We now have official sanction for not doing anything, at least not anything generous and reckless and exuberant.  We have sanction from Pastors and boards and other folks that we don’t have the resources to do much more than care for “our own” and we are not to sure we want to care for them either.  Try suggesting that we have door offerings for the poorer parishioners in our churches.  There will be talk about precedent and “real need”.  Then try suggesting we have a door offering to fix the roof.

There are voices out there that say the church is in crisis and we need to spend our money on preaching the Gospel.  We don’t have the resources to send money over seas to do mercy.

In a world where crisis are becoming chronic we have sanction to be left alone.  Our little piece of the world that is left to us is just enough that we don’t have to bother ourselves with “those people”.  The government will take care of it.  The Clinton Foundation will deal with it.  We can’t do anything in the church because we make it worse, and besides that money can go to preaching the Gospel.
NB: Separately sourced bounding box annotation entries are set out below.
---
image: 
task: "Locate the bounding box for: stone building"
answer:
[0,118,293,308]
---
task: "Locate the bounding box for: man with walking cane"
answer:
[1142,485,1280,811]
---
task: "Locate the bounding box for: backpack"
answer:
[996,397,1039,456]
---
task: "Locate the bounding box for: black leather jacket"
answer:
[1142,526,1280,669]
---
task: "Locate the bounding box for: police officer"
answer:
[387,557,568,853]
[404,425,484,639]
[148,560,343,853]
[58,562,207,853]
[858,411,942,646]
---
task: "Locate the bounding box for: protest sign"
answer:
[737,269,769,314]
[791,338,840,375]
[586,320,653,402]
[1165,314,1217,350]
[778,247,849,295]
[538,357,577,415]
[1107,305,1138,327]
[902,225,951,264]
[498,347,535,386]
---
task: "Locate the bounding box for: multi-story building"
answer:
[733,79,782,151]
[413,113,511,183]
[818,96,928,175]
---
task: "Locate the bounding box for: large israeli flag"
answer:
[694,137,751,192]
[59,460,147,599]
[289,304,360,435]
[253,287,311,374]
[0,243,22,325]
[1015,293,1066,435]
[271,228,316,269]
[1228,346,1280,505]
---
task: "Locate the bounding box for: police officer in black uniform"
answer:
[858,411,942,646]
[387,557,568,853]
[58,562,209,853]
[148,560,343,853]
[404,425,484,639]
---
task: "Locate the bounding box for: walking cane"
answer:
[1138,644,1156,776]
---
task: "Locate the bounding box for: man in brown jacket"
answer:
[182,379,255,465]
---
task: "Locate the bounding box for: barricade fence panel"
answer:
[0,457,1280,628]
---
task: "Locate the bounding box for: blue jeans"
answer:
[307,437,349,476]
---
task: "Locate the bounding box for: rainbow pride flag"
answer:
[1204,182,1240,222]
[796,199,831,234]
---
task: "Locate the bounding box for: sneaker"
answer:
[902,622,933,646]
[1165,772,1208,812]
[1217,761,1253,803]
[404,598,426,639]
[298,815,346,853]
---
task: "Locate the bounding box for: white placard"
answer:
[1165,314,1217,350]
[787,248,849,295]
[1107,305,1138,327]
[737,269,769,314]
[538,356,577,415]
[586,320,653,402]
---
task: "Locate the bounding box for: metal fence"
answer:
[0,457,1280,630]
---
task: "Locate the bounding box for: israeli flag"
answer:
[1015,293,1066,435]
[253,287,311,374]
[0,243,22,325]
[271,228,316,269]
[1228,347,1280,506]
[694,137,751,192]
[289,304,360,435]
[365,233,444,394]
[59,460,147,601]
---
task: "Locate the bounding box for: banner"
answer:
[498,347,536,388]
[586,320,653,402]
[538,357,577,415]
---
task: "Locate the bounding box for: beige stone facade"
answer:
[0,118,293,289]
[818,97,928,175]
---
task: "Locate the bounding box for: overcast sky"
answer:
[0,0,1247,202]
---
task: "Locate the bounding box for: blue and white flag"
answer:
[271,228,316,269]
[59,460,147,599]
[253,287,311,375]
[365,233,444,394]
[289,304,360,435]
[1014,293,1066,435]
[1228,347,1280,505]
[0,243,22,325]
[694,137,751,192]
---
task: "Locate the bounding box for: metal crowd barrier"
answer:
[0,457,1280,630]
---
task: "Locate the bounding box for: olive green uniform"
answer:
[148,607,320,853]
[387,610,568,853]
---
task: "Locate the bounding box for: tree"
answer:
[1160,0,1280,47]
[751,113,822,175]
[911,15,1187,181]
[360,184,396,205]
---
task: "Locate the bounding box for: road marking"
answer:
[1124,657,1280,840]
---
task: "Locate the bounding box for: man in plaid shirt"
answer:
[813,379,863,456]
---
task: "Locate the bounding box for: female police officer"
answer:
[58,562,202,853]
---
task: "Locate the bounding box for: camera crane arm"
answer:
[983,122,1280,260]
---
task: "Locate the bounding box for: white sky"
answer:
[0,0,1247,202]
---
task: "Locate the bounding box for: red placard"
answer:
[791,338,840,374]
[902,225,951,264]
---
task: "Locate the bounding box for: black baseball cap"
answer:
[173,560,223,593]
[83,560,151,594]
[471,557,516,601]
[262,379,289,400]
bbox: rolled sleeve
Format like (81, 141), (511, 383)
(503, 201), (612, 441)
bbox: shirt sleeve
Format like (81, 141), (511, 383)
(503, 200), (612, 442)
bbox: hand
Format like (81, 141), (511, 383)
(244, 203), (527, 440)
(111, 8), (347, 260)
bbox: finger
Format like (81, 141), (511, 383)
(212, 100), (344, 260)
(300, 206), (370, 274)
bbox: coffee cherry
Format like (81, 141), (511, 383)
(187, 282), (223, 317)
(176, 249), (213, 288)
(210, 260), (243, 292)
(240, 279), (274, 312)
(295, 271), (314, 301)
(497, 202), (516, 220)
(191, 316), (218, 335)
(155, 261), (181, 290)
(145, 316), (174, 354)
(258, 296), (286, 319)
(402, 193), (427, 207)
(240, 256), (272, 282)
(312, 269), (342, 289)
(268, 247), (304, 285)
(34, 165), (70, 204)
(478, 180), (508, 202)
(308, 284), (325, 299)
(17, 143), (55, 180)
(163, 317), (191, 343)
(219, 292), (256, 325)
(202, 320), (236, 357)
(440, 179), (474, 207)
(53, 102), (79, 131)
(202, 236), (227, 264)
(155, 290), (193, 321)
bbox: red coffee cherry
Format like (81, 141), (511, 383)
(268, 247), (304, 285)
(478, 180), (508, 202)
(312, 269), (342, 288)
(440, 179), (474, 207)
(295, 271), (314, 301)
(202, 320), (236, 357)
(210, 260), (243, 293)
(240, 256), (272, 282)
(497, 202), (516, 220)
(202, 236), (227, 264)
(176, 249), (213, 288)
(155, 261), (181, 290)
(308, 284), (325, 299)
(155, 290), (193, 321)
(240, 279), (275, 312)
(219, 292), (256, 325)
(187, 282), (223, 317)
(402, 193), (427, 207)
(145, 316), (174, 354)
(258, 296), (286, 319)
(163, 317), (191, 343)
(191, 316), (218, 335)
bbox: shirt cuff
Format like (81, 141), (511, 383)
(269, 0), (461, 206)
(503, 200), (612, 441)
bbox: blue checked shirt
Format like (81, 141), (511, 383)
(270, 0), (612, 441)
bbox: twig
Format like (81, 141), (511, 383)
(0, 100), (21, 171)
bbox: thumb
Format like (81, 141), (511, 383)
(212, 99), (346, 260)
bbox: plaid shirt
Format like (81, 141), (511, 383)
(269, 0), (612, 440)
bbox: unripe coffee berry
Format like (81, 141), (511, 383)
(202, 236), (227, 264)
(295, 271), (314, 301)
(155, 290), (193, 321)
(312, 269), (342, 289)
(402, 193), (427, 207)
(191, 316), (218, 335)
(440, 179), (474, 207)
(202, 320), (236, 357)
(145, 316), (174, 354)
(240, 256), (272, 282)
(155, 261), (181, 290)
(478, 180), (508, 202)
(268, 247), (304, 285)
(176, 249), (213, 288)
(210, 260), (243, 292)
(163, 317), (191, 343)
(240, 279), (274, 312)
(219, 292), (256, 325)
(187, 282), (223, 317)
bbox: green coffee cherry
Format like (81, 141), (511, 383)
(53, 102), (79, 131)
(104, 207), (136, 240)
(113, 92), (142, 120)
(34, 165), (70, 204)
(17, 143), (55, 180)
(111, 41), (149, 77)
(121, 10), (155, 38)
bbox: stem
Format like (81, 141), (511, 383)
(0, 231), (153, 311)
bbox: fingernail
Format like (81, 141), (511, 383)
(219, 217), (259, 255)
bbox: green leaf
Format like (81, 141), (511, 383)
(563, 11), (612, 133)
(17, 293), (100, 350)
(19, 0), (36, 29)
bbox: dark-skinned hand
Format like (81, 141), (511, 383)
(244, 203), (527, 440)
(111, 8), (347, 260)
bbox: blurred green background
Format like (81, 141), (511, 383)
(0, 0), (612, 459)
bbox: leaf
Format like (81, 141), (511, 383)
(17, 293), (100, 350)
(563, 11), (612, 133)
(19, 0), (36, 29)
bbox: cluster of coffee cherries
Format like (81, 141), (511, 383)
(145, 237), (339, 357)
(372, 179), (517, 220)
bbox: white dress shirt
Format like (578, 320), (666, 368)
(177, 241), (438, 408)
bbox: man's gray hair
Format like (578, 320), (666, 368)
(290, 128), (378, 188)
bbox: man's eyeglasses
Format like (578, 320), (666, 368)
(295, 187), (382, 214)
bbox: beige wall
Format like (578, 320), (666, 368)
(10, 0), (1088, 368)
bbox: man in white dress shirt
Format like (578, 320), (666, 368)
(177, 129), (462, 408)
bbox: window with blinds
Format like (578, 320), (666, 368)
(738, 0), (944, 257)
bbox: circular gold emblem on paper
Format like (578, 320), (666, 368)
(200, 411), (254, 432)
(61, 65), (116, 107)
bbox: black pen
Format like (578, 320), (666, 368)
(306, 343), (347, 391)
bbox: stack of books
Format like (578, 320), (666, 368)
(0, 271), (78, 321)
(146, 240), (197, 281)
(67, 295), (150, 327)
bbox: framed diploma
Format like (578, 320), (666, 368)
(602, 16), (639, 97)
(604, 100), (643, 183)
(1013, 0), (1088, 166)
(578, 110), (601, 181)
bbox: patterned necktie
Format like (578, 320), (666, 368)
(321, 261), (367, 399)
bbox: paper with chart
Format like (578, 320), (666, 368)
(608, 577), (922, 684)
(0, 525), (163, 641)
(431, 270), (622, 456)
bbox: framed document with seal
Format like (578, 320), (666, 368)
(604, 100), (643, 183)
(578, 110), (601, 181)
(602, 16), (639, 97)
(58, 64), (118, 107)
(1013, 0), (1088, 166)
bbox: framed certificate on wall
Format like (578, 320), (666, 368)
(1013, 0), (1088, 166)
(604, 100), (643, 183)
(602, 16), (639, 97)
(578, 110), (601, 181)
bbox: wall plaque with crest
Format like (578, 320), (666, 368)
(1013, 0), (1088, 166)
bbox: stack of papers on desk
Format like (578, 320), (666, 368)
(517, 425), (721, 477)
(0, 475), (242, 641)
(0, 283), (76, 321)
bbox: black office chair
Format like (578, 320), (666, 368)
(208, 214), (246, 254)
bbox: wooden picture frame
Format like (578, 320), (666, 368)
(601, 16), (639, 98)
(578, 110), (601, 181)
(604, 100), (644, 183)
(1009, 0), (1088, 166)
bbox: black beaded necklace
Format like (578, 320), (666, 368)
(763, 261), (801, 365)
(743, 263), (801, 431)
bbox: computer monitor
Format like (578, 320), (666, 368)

Of course I will be told that it is a matter of scale and nuance and that we are not being told to stop doing mercy, we are just being told not to spend any money on it, or build any structures, or do things that cannot be sustained.  Just don’t respond to chronic need as if it were a crisis seems to be a very common sense and useful message.  The problem with this is that Jesus would have no story about the rich man and Lazarus (Luke 16;19-31) if the rich man would have responded in any way, let alone as if Lazarus were in crisis.

In studying the cases against mercy I began to believe that mercy from an institutional viewpoint is “too expensive”.  There are other things that the church needs to spend money on.  We see it when the offerings begin to dwindle and we need to fix roofs and bell towers and basements.  We will be told that these are genuine “stewardship needs”.  Why are we spending money overseas when we need it here?  Better yet, why are we sending money overseas when we think we need to spend it here.